I looked up. The sun had fallen behind New Jersey, the colors were just about gone. We were turning into shadows where we sat.
“Laura—”
“I’m not finished yet,” Laura said. “I’ve been quiet. You think I’m quiet, and I am. But I’m tired of being quiet. I’m tired of being so quiet that sometimes you forget I’m even in the room. I’m tired of giving you so much room that after a while you don’t even see me. Do you ever even ask yourself what that speck is in the distance? It’s me, Julian. It’s me. Even though I’m right here next to you. And I am tired of walking alone through a desert. It’s too hot during the day and too cold at night.
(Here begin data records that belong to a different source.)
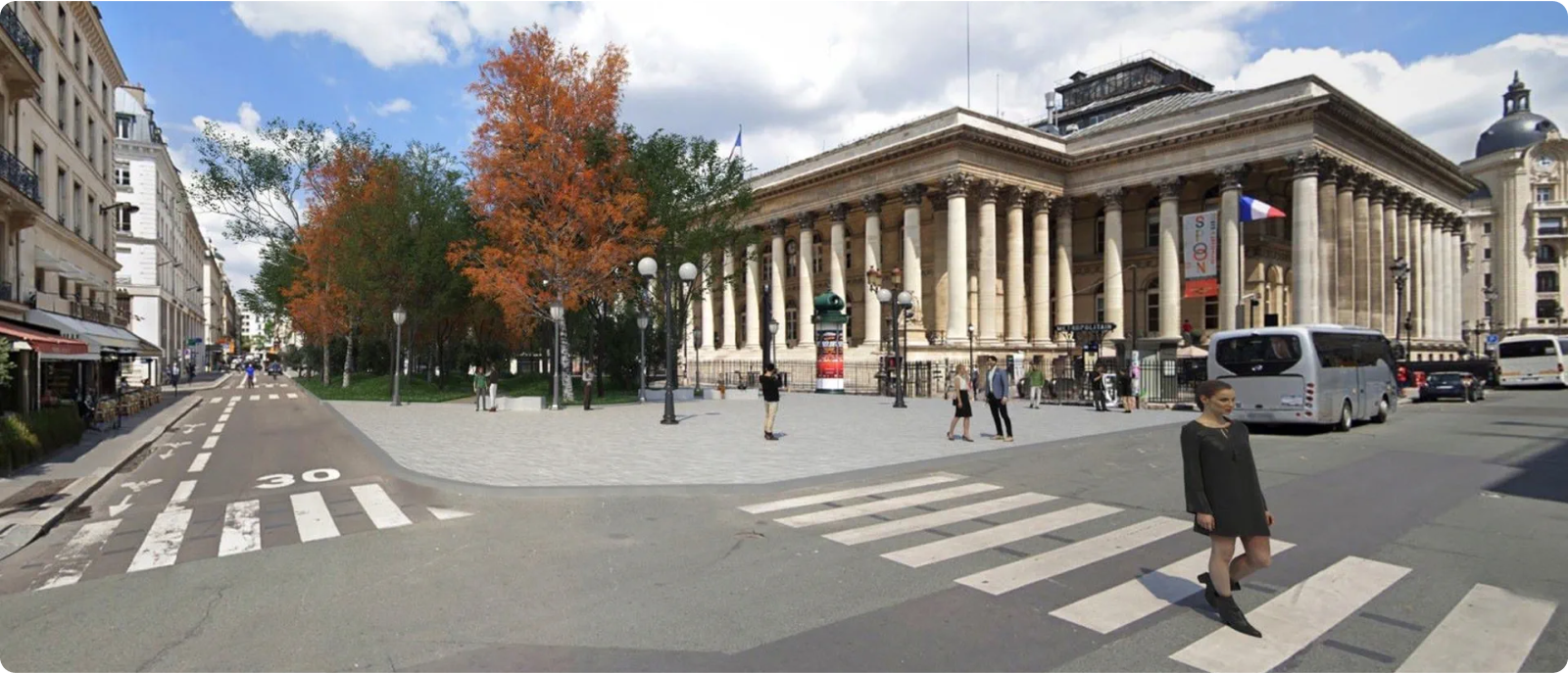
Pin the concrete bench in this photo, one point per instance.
(519, 404)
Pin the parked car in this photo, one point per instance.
(1450, 385)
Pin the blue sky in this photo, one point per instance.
(802, 77)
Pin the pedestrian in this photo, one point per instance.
(998, 393)
(1037, 385)
(1227, 501)
(480, 388)
(770, 399)
(961, 402)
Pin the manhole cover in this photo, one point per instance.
(38, 495)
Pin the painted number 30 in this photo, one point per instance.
(316, 476)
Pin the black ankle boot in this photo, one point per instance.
(1207, 581)
(1233, 617)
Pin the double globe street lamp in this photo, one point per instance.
(650, 268)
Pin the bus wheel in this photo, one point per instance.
(1346, 419)
(1382, 411)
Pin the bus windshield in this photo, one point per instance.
(1261, 355)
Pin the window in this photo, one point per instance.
(1259, 355)
(1546, 281)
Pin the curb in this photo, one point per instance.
(20, 535)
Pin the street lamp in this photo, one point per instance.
(557, 312)
(642, 357)
(399, 315)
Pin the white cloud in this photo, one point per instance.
(394, 107)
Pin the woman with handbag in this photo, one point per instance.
(961, 397)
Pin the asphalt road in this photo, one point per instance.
(1432, 543)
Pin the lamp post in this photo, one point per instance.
(397, 355)
(557, 312)
(642, 357)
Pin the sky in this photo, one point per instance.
(804, 77)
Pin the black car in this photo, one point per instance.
(1452, 385)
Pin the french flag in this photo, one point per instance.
(1253, 211)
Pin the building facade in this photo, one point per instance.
(59, 265)
(161, 247)
(1010, 234)
(1517, 221)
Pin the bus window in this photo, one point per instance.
(1258, 355)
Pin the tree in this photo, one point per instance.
(556, 203)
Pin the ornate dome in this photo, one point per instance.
(1518, 127)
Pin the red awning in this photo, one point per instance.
(41, 342)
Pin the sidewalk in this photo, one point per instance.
(35, 498)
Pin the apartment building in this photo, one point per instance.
(57, 299)
(157, 244)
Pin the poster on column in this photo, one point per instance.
(1201, 255)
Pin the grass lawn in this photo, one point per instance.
(366, 388)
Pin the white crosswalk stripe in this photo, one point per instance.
(1489, 631)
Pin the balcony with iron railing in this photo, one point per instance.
(20, 59)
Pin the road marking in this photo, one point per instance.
(77, 554)
(998, 535)
(1294, 618)
(820, 498)
(937, 518)
(313, 518)
(1079, 554)
(242, 527)
(1147, 595)
(1492, 629)
(380, 507)
(875, 507)
(182, 493)
(162, 545)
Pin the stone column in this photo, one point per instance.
(872, 307)
(956, 188)
(776, 287)
(1040, 334)
(1063, 287)
(1377, 265)
(1113, 284)
(987, 328)
(1016, 300)
(1170, 258)
(805, 331)
(1346, 242)
(753, 297)
(1230, 244)
(1327, 240)
(729, 299)
(1363, 252)
(914, 328)
(1303, 237)
(706, 278)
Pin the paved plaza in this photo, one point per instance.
(717, 441)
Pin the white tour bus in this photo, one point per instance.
(1306, 373)
(1533, 360)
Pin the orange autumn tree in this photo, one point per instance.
(559, 214)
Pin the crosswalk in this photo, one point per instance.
(185, 532)
(1489, 631)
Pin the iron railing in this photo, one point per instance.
(16, 174)
(20, 35)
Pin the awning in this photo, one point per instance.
(41, 342)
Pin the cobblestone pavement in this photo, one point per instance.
(717, 441)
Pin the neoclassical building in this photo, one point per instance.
(1517, 218)
(1023, 229)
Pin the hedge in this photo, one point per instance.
(25, 440)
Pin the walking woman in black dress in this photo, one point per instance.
(1227, 500)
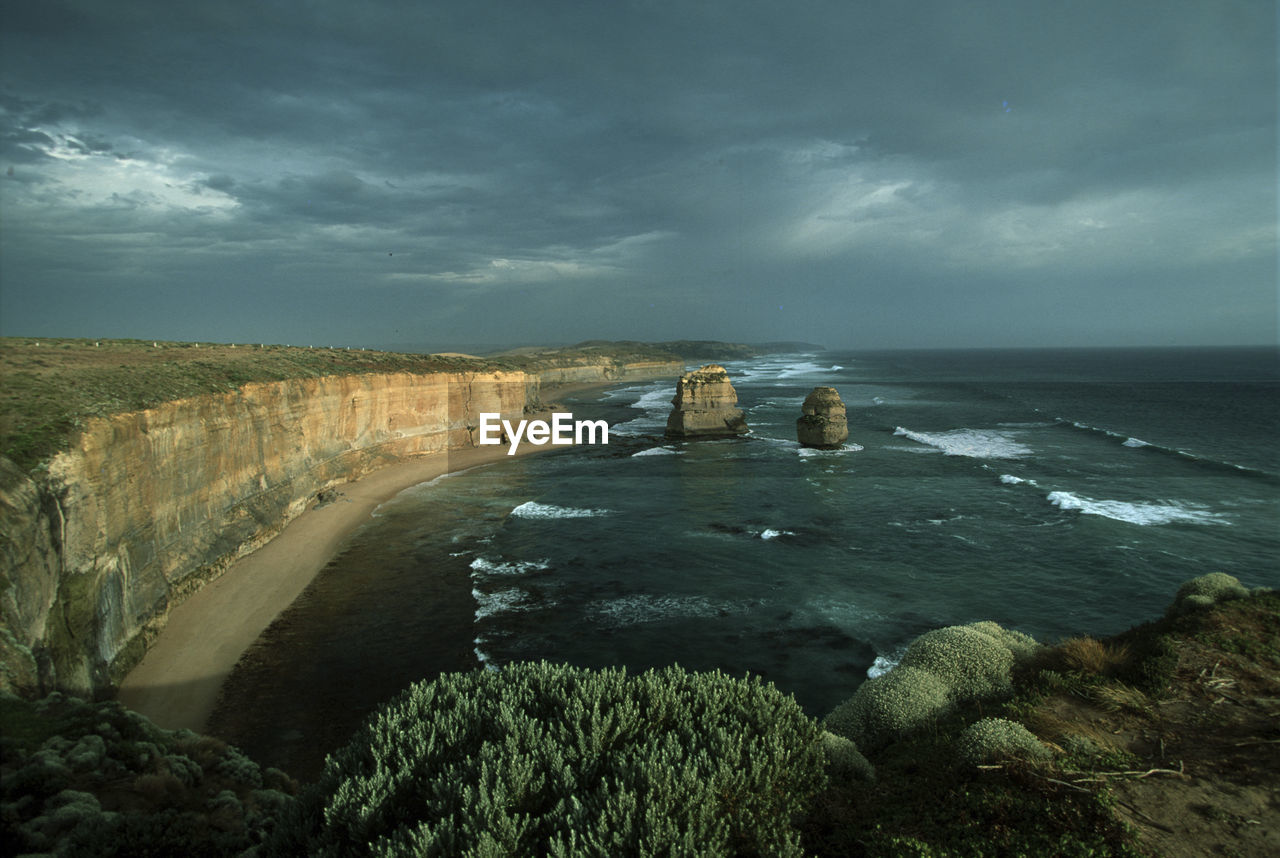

I am tired of being held up to the standard of somebody I never met and who isn’t even on this earth anymore. I am tired of being made to suffer for the fact that you can’t remember if she loved you enough. What’s enough, Julian? Will anything ever be enough for you? Well, I won’t be made to feel any longer that I’m not enough. I
am
enough. I am more than enough. If not for you, then for somebody else.”
She was crying. Her arm came up to shield her face and she curled up on the sofa, trying to make herself invisible. It
was more than I could bear to watch. I got to my feet and went to hold her. She tried to push me away but I forced my arms around her and her crying grew louder. Her body was shaking against my chest. And then my own tears came and we were holding each other with a fierceness we’d never known during the long calm days of marriage, and her fists were drumming on my back and her mouth was at my ear, murmuring in a voice racked with sadness that she hated me, that loving me had never been her choice.
PART FIVE
one
T
HE SAME COUNTRY
and not the same. Summer now, not spring. The same rental car—a Peugeot—and nothing like the same; all the models of everything had been changed. In thirteen years the French government had extended the autoroute through much of the Quercy, shortening the trip from Paris by an hour. Unless you happened to be me. If you were me, peering anxiously through the windshield with the road atlas on your lap, you’d get lost somewhere in the Paris banlieue and the trip south from the airport would take two hours longer than it took that other time, back when the map was written with the names only she knew how to pronounce.